NP: Let me ask you one final question. One of the big things that happened in the mid-1990s in response to the bureaucracy of the state was an effort to open it up and make it more accountable. Part of this was the privatisation of certain state functions. Would you say that there are some institutions that should always be in the public realm and have no involvement with any kind of commercial interest? Can you turn that into a critique of the role of private companies and markets in the public sector as a whole?
MS: We should ask hard questions about outsourcing. I don't think we should never do it, if it's possible to deliver services more effectively and in the public interest. But it has to be assessed on a case-by-case basis. It cannot be a matter of faith - it must be a pragmatic decision, and one that is informed by debate about the common good, especially in matters that concern health, education, the armed services, criminal justice, and so on. We need to be alive to those nuances of public purpose that can be crowded out in privatisation. I don't rule it out as a matter of principle.
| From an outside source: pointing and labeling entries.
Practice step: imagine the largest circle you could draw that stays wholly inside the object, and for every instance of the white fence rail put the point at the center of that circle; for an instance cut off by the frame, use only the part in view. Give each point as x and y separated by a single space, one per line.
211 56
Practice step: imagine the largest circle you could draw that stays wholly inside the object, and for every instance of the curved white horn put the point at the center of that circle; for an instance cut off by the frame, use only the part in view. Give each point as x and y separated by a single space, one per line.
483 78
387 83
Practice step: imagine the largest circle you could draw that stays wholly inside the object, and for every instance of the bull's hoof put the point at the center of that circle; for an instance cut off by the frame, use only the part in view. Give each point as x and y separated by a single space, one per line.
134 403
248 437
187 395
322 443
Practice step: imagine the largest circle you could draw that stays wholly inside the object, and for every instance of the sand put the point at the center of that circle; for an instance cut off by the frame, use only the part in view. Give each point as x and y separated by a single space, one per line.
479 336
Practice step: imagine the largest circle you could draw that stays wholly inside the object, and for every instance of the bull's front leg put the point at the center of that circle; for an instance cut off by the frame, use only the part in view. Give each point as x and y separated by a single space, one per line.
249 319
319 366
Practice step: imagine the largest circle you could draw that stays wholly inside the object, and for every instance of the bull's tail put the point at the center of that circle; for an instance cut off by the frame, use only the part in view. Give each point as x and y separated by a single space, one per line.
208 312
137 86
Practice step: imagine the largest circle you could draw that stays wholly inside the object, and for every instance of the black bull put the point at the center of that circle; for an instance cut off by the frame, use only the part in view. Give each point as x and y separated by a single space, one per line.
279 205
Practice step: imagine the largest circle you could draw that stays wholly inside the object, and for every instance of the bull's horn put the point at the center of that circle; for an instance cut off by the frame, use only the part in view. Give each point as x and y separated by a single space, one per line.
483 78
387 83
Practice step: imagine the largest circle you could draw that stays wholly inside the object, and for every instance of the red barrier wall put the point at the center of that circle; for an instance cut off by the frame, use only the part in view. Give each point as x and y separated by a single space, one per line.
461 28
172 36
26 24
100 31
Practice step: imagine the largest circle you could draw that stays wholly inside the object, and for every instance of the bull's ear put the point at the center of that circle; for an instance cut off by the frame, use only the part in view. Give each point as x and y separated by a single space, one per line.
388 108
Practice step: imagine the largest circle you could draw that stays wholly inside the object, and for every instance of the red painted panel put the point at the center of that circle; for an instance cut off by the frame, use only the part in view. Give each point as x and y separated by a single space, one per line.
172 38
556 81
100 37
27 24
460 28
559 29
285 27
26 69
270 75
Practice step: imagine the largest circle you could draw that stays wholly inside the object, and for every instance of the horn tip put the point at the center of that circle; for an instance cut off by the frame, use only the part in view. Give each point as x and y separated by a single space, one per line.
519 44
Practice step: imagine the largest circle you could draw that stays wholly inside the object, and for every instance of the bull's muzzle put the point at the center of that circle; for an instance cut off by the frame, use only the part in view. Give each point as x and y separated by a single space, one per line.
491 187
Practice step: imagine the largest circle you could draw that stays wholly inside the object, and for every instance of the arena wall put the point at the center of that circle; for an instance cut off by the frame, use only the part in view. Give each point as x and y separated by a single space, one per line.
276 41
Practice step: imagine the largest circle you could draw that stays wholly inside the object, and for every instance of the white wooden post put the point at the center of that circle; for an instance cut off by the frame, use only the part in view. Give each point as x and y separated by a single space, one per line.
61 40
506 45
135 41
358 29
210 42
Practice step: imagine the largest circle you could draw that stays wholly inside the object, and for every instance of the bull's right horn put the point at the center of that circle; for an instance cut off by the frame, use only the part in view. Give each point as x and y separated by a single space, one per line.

I think a politics of the common good that worries about market overreach should not simply embrace, for every purpose, the state as the necessary alternative. Such a politics has also to work out forms of public life within civil society that can advance some important civic aims and moral goods. So we could break out of the state of mind of seeing the market as the only tool available to the state. That's why I think that the idea of the 'Big Society', though it wasn't actually articulated or implemented in a way that would achieve these goals, was something the left of centre could have engaged with and embraced. At its heart was the idea of civil society animating public life, and the left could have offered an alternative picture of what that would look like and what's its relationship to the state and public services would be, rather than rejecting it out of hand. It would be a useful debate to have among the parties. What actually should be the role of civil society, which is to say, non-market but non-state institutions and actors, in trying to work out a politics of the common good? And there will doubtless be different answers to the question - but that would, I think, be a very fruitful debate for us to have.
This is an edited transcript of a conversation which took place at the Labour party conference in Manchester on 30 September.